Melissa Auh Krukar is the daughter of a South Korean immigrant father and a Mexican-American mother, but she refuses to check “Hispanic” or “Asian” on government forms.
“I try to mark ‘unspecified’ or ‘other’ as a form of resistance,” said Melissa, 23, a preschool teacher in Albuquerque. “I don’t want to be in a box.”
Erik Franze, 20, is a white man, but rather than leave it at that, he includes his preferred pronouns, “he/him/his,” on his email signature to respectfully acknowledge the different gender identities of his peers.
And Shanaya Stephenson, 19, is the daughter of immigrants from Jamaica and Guyana, but she intentionally describes herself as a “pansexual black womxn.”
“I don’t see womanhood as a foil to maleness,” she said.
All three are members of what demographers are calling Generation Z: the postmillennial group of Americans for whom words like “intersectionality” feel as natural as applying filters to photos on Instagram.
Born between the mid-1990s and the late 2000s, they’re the most diverse generation ever, according to United States census data. One in four is Hispanic, and 6 percent are Asian, according to studies led by the Pew Research Center. Fourteen percent are African-American.
And that racial and ethnic diversity is expected to increase over time, with the United States becoming majority nonwhite in less than a decade, according to Census Bureau projections.
Along with that historic diversity, members of the generation also possess untraditional views about identity.
The New York Times asked members of Generation Z to describe, in their own words, their gender and race as well as what made them different from their friends. Thousands replied with answers similar to those of Melissa, Erik and Shanaya.
“It’s a generational thing,” said Melissa, the preschool teacher. “We have the tools and language to understand identity in ways our parents never really thought about.”
More than 68 million Americans belong to Generation Z, according to 2017 survey data from the Census Bureau, a share larger than the millennials’ and second only to that of the baby boomers. Taking the pulse of any generation is complicated, but especially one of this size.
Generation Z came of age just as the Black Lives Matter movement was cresting, and they are far more comfortable with shifting views of identity than older generations have been.
More than one-third of Generation Z said they knew someone who preferred to be addressed using gender-neutral pronouns, a recent study by the Pew Research Center found, compared with 12 percent of baby boomers.
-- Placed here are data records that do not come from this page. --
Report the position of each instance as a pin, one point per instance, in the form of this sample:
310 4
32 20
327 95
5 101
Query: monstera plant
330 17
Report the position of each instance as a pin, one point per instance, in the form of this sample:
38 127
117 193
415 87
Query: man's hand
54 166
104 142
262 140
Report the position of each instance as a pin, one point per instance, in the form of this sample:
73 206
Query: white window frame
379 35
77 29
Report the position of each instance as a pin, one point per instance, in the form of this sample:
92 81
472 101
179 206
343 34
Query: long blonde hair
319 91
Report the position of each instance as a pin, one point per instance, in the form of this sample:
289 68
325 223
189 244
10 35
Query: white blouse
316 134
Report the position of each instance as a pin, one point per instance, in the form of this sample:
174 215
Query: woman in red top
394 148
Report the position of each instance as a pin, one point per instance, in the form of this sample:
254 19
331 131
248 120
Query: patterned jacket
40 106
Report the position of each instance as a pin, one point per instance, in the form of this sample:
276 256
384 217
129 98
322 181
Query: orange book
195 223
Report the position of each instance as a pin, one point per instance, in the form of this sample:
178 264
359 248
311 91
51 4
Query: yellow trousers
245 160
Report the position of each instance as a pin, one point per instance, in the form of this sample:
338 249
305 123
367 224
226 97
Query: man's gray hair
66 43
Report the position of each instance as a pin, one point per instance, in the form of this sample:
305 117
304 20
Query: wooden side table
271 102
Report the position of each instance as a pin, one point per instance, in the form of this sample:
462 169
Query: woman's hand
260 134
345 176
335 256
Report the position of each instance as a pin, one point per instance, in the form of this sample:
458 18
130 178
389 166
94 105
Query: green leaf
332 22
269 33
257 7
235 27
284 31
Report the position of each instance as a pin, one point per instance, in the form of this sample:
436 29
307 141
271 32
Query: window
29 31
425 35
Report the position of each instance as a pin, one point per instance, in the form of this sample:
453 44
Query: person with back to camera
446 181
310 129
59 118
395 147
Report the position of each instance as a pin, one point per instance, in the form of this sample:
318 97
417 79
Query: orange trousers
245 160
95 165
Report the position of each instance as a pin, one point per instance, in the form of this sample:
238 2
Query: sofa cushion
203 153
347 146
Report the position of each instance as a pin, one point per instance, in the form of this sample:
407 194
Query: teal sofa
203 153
“Identity is something that can change, like politics,” said Elias Tzoc-Pacheco, 17, a high school senior in Ohio who was born in Guatemala. “That’s a belief shared by a lot of my generation.”
Last summer, Elias began identifying as bisexual. He told his family and friends, but he does not like using the term “come out” to describe the experience, because he and his friends use myriad sexual identities to describe themselves already, he said.
Elias said he defies other expectations as well. He goes to church every day, leans conservative on the issue of abortion and supports unions, he said. He has campaigned for both Democrats and Republicans.
His bipartisan political activism, he said, was a natural outcome of growing up in a world where identity can be as varied as a musical playlist.
This is also the generation for whom tech devices, apps and social media have been ubiquitous throughout their lives. A Pew study last year found that nearly half of all Americans aged 13 to 17 said they were online “almost constantly,” and more than 90 percent used social media.
Wyatt Hale, a high school junior in Bremerton, Wash., has few friends “in real life,” he said, but plenty around the world — Virginia, Norway, Italy — whom he frequently texts and talks to online.
Their friendships started out on YouTube. “I could tell you everything about them,” he said. “But not what they look like in day-to-day life.”